Futebol internacional

10-04-2017 21:32

Ranieri recusa acreditar que os seus jogadores o 'tramaram'

Técnico de 65 anos falou sobre a sua saída do emblema inglês depois de ter levado o clube ao inédito título de campeão.
Leicester City's Italian manager Claudio Ranieri (C) holds the Premier league trophy as Leicester City's English striker Jamie Vardy raises his arms (R) to fans as the Leicester City team take part in an open-top bus parade through Leicester to celebrate winning the Premier League title on May 16, 2016. / AFP PHOTO / PAUL ELLIS
Foto: AFP or licensors

Técnico de 65 anos falou sobre a sua saída do emblema inglês depois de ter levado o clube ao inédito título de campeão.
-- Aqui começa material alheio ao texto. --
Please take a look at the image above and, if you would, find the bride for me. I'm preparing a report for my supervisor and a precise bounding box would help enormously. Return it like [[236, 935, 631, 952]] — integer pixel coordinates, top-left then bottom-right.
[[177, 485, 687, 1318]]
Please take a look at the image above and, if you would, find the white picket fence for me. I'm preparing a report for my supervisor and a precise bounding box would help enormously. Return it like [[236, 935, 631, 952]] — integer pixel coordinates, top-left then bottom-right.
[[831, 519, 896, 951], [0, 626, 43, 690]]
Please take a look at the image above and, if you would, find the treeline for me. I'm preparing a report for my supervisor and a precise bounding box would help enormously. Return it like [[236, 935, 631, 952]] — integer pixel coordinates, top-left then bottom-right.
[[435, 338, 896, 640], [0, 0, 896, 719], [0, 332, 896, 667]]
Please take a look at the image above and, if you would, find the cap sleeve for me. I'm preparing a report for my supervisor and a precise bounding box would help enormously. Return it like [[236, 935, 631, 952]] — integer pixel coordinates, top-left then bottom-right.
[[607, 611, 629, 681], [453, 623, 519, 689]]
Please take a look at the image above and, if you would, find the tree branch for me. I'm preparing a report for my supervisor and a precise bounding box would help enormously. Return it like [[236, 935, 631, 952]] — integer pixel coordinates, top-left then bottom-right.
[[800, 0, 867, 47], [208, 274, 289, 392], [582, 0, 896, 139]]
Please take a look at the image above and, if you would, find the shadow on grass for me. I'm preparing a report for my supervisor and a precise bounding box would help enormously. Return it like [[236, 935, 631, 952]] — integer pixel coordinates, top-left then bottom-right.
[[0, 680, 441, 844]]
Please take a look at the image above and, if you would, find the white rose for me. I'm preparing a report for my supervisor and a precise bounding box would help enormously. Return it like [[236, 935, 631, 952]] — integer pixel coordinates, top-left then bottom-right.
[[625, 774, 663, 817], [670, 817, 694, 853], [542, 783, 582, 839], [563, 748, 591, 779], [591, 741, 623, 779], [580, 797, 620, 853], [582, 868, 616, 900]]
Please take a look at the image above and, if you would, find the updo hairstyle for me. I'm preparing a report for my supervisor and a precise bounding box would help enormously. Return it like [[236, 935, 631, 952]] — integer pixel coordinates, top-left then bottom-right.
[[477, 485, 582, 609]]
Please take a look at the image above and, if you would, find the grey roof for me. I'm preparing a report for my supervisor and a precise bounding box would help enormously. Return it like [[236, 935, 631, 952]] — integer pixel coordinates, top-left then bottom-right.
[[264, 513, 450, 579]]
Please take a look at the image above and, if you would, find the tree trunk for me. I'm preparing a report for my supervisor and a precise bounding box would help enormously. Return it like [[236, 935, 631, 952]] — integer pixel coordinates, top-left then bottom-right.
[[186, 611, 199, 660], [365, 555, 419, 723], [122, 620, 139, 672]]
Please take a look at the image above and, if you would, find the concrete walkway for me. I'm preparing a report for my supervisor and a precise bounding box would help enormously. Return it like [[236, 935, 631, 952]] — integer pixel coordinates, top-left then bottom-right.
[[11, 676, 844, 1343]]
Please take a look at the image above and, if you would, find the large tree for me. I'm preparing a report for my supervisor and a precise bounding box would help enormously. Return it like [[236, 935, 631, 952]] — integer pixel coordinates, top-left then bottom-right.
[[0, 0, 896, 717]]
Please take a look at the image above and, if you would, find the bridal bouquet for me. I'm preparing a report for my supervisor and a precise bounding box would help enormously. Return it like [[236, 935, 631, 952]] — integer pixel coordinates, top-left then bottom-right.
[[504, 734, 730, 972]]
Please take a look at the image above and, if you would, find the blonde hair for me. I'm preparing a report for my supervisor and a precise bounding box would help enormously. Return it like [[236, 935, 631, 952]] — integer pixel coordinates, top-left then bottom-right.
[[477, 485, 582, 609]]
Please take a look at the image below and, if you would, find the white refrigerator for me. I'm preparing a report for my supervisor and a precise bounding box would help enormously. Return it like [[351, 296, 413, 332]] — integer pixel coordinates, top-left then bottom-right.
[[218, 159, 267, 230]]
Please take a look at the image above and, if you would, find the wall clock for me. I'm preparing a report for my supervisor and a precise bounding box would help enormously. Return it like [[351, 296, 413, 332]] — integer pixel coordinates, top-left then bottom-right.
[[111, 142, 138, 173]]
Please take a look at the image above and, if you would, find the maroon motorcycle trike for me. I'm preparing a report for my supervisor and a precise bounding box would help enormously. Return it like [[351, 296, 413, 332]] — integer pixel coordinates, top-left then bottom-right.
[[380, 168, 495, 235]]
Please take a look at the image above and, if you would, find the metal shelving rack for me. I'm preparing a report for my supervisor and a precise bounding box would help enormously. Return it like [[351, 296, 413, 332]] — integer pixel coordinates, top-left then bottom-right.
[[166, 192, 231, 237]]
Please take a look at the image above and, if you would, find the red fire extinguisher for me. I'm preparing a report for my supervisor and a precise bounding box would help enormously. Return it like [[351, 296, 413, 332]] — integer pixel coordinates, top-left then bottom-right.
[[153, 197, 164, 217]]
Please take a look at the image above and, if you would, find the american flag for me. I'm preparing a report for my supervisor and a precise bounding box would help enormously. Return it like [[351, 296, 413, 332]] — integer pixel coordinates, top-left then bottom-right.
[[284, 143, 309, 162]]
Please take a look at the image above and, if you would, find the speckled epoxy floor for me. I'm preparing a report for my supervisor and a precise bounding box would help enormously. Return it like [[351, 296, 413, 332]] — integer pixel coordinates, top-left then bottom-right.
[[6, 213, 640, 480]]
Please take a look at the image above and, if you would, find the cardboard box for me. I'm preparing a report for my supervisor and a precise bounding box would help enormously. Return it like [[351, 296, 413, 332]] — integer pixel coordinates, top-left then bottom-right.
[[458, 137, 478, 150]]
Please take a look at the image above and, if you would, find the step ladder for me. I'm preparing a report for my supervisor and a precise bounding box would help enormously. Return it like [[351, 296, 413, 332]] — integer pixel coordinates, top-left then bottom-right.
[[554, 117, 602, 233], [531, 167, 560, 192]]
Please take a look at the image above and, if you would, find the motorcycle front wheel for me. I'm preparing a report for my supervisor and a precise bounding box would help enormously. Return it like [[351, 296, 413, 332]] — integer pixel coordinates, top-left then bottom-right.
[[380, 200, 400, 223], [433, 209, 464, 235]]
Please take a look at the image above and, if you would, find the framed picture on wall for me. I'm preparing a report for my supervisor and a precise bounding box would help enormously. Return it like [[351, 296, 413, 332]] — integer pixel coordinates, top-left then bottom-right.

Por SAPO Desporto c/Lusa sapodesporto@sapo.pt

O treinador italiano Claudio Ranieri recusou hoje, em entrevista à Sky Sports, culpar os seus jogadores pelo seu despedimento do Leicester, o improvável campeão inglês de futebol.

“Recuso-me a acreditar que os meus jogadores me ‘mataram’. Não, não, não”, disse o técnico na primeira entrevista desde que foi despedido do Leicester, em finais de fevereiro.

Claudio Ranieri assumiu, no entanto, que poderá ter havido alguém no clube a trai-lo, mas recusou apontar nomes, uma vez que é “um homem leal”.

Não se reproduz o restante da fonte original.